Revolução dos Bichos (IX)

Por: George Orwell [1]

In: Gazeta do Povo [2]

    Capítulo IX [3]

O casco rachado de Golias levou um bom tempo para curar. Os animais haviam começado a reconstrução do moinho no dia seguinte ao término das comemorações da vitória. Ele se recusou a tirar um dia de folga sequer do trabalho e fez questão de não deixar que os outros vissem como estava sofrendo. À noite, ele admitiu para a Esperança que o casco o incomodava muito. A Esperança tentou tratar o casco com uma pasta que ela preparava mastigando ervas, e tanto ela quanto Benjamin incitaram Golias a trabalhar menos. “Os pulmões de um cavalo não duram para sempre”, ela lhe disse. Mas isso entrou por um ouvido de Golias e saiu pelo outro. Tinha, segundo ele mesmo, apenas uma ambição na vida – ver a construção do moinho bem avançada antes de chegar à idade de se aposentar.

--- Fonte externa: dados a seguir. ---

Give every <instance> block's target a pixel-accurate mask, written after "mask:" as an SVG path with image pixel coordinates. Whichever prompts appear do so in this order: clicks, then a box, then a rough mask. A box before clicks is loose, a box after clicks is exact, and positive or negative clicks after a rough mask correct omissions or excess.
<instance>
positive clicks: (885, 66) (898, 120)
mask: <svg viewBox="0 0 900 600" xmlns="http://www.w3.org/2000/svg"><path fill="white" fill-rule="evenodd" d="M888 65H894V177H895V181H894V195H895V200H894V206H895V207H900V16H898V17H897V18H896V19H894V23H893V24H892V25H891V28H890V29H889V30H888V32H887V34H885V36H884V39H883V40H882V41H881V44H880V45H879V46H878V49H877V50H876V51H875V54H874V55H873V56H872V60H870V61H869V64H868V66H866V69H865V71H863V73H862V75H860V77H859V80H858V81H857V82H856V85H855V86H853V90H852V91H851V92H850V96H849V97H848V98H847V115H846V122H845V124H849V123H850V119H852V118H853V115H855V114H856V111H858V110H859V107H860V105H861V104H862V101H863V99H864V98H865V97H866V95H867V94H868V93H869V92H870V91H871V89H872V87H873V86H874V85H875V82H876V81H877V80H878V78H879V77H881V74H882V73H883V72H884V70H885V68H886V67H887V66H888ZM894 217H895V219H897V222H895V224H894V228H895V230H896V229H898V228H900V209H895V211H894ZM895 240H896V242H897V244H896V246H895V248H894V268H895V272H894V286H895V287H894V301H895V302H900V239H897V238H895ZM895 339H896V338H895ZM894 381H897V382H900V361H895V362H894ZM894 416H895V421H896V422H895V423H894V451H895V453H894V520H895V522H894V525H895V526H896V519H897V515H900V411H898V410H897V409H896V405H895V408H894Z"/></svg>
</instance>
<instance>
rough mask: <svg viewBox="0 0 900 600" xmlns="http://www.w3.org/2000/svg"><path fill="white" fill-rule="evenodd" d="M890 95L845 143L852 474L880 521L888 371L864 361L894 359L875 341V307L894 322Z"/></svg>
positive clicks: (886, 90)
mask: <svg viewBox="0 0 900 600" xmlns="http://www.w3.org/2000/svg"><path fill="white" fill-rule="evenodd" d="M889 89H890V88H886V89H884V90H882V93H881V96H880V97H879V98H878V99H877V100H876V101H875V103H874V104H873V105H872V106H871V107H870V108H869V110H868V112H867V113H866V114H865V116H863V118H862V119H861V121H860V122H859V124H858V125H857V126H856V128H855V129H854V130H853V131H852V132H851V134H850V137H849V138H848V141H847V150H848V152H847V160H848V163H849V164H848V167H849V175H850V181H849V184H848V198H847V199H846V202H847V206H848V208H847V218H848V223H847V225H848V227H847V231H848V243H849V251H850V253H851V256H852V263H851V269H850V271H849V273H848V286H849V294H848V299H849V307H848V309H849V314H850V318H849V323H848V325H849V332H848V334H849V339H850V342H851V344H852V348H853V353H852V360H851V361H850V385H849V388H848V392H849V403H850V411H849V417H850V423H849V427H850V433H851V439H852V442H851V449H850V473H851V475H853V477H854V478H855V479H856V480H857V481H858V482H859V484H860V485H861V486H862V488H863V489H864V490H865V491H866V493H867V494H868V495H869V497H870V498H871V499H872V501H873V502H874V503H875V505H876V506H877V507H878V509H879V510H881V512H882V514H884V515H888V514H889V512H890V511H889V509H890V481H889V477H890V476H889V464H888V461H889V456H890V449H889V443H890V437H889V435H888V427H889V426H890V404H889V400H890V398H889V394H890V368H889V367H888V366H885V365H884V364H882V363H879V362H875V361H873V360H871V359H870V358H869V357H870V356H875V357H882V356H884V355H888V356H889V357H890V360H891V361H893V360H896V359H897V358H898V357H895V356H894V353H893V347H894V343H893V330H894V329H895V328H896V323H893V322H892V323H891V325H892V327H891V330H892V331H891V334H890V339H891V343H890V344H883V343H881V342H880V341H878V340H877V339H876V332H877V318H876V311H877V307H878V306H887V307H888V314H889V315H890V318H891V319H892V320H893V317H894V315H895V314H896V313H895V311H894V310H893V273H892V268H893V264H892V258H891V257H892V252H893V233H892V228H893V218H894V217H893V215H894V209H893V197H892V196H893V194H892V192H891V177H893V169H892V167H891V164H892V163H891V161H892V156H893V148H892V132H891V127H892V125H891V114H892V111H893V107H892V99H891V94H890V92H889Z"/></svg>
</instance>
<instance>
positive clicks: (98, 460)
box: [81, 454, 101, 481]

No início, quando as leis da Fazenda dos Animais foram formuladas pela primeira vez, a idade de aposentadoria havia sido fixada aos doze anos para cavalos e porcos, aos quatorze para vacas, aos nove para os cães, aos sete para as ovelhas e aos cinco para as galinhas e os gansos. Tinham combinado pensões generosas para aposentados por velhice. Até agora, nenhum animal havia realmente se aposentado e usado o benefício, mas o assunto era cada vez mais discutido recentemente. Agora que o pequeno campo depois do pomar havia sido reservado para a cevada, havia rumores de que um canto do grande pasto seria cercado e transformado em um pasto para animais aposentados. Diziam que a pensão de um cavalo seria de dois quilos de milho por dia e sete quilos de feno no inverno, além de uma cenoura ou até, quem sabe, uma maçã, nos feriados públicos. Golias faria doze anos no final do próximo verão.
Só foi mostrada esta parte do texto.